Ken Wornick said he has been advising Sorkin on such things as how to obtain funding and a building. Sorkin said she also is consulting with the Sonoma County Moms group on Facebook.

Sorkin said about a dozen families have expressed an interest in the school, and she estimated that New School Sonoma might launch with around 10 to 12 students. She expects for the annual tuition to be $10,000.

The new school is unlikely to have much of an effect on the school district, because of its initial small size and the nature of the funding received by the district.

New School Sonoma public meeting

December 5 at 6:30 p.m. at the Sonoma Community Center. Email holly@NewSchoolSonoma.org.

The Sonoma Valley Unified School District is what is known as a basic aid district, funded mainly by property taxes. As a private school, New School Sonoma would not be eligible for a share of the property taxes that comprise most of the district’s funding.

“If they are in basic aid status, the reality is that the impact will be less,” said Jonathan Kaplan, the K-12 education and education funding expert for the California Budget & Policy Center.

Also, Kaplan said, “If there is a decline of, say, 20 students out of roughly 4,000, you’re talking about a change that’s not that great. It’s less than one percent.”

It is true, though, that if more and more families choose New School Sonoma instead of district schools over time, it could have a more significant effect on enrollment at the district. Student enrollment has declined 7 percent over the last ten years.

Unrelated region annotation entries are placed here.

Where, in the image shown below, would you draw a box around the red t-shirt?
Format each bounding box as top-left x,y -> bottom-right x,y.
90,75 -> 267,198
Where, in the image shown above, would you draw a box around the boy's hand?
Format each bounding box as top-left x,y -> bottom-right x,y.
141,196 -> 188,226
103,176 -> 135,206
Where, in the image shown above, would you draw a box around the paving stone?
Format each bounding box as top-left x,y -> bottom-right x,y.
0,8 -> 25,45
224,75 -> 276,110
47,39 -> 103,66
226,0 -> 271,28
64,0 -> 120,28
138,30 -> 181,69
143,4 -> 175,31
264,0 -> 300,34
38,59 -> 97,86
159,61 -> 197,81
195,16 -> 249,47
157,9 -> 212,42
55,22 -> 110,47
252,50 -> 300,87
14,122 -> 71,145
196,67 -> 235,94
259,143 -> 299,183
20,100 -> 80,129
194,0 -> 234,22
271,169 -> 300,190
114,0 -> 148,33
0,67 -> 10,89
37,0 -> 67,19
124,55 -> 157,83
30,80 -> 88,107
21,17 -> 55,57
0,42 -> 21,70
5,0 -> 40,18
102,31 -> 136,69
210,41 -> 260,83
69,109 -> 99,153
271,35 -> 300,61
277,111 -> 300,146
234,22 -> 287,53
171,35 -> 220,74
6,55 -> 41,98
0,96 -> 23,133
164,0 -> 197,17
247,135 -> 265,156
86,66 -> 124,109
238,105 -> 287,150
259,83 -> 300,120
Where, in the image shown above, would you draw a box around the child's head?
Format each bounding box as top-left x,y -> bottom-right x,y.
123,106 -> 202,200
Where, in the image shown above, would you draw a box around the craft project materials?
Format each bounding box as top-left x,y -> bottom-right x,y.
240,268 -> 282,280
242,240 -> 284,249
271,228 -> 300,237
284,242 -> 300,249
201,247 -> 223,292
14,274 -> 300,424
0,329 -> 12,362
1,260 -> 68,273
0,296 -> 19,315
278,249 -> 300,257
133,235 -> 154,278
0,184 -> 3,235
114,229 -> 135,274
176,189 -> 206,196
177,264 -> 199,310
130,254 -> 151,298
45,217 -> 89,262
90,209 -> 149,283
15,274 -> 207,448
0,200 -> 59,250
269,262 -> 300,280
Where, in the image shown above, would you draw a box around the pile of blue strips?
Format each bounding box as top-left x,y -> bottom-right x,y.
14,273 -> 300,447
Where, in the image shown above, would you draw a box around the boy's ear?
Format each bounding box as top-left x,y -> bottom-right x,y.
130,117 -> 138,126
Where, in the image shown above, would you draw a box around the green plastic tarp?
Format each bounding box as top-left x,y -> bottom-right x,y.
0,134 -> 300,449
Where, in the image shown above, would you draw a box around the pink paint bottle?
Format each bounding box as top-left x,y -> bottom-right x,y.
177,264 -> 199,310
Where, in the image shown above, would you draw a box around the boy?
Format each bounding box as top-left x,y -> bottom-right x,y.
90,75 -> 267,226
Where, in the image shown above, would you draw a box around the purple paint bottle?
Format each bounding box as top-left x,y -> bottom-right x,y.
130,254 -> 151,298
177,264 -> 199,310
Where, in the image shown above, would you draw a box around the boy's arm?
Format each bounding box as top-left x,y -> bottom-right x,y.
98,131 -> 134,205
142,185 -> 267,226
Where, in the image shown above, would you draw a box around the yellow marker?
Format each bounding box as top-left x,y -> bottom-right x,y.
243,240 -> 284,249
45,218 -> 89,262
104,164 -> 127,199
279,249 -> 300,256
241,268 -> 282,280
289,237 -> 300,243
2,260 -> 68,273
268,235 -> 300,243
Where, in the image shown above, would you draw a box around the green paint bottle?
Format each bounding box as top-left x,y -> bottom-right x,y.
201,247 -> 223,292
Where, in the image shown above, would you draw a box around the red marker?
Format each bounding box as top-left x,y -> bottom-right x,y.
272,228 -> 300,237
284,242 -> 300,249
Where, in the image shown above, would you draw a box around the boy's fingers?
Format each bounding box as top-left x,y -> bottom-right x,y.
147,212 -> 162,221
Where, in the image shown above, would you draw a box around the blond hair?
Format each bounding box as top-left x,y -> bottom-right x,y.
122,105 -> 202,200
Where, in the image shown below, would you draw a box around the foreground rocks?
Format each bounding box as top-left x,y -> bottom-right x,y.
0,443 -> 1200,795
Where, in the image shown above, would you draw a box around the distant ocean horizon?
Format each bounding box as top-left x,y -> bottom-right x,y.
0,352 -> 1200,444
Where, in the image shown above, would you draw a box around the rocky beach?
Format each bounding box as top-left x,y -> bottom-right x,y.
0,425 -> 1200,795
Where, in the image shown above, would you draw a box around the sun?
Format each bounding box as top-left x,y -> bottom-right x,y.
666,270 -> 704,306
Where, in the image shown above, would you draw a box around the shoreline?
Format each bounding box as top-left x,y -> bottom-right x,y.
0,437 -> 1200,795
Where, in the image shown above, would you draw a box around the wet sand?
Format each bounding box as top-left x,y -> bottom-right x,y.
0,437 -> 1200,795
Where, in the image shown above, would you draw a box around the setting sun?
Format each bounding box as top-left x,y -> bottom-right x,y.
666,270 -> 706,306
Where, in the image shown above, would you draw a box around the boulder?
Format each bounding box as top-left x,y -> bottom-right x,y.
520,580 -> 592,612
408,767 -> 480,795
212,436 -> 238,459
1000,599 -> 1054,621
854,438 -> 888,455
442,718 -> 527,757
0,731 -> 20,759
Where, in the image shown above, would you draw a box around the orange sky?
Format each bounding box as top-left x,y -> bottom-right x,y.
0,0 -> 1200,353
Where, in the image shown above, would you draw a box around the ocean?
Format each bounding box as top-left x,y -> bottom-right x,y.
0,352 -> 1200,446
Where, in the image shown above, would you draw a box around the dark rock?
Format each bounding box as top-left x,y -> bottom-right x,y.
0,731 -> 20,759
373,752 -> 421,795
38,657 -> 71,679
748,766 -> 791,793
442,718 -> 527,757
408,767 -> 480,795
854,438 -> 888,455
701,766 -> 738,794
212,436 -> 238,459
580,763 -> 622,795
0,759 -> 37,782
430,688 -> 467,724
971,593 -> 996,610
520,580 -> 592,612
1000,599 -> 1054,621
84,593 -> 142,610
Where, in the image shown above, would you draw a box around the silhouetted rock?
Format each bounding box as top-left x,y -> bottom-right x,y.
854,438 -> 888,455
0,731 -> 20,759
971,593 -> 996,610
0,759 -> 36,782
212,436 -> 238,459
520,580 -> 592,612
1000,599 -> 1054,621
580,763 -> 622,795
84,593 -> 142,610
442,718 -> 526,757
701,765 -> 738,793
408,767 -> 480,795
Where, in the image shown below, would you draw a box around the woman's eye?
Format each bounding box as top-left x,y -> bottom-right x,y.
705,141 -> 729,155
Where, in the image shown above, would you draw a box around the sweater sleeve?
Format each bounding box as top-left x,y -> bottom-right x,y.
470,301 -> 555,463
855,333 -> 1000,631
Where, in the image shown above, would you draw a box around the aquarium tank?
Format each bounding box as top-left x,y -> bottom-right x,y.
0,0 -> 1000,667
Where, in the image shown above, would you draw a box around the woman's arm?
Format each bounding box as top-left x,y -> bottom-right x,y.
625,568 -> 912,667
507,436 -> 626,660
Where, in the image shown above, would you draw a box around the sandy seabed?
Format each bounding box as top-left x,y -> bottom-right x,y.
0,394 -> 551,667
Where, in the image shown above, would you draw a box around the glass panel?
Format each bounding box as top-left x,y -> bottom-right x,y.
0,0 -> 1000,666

In the 2007-2008 school year, 4,797 students were enrolled in the district, according to data from the California Department of Education. Ten years later, in the 2017-18 school year, the most recent year for which data is available, 4,451 students were enrolled.

While an apples-to-apples comparison isn’t available, the number of school-age children in the City of Sonoma appears to have declined between 2010 and 2016, according to the U.S. Census.

Children age 5 to 17 comprised 14 percent of the city’s population in 2010, based on census numbers. Numbers aren’t available for the same age group for 2016, but the data for a similar group, children age 5 to 14, show that this group comprised 11 percent of the city’s population in 2016.

Kaplan said, “What I don’t know is how challenged Sonoma Valley’s books are, what they have planned for in terms of attendance and enrollment. If you are making plans and your enrollment is at a certain trajectory and something happens, as we saw with the fire in Paradise, you can see an unintended consequence.”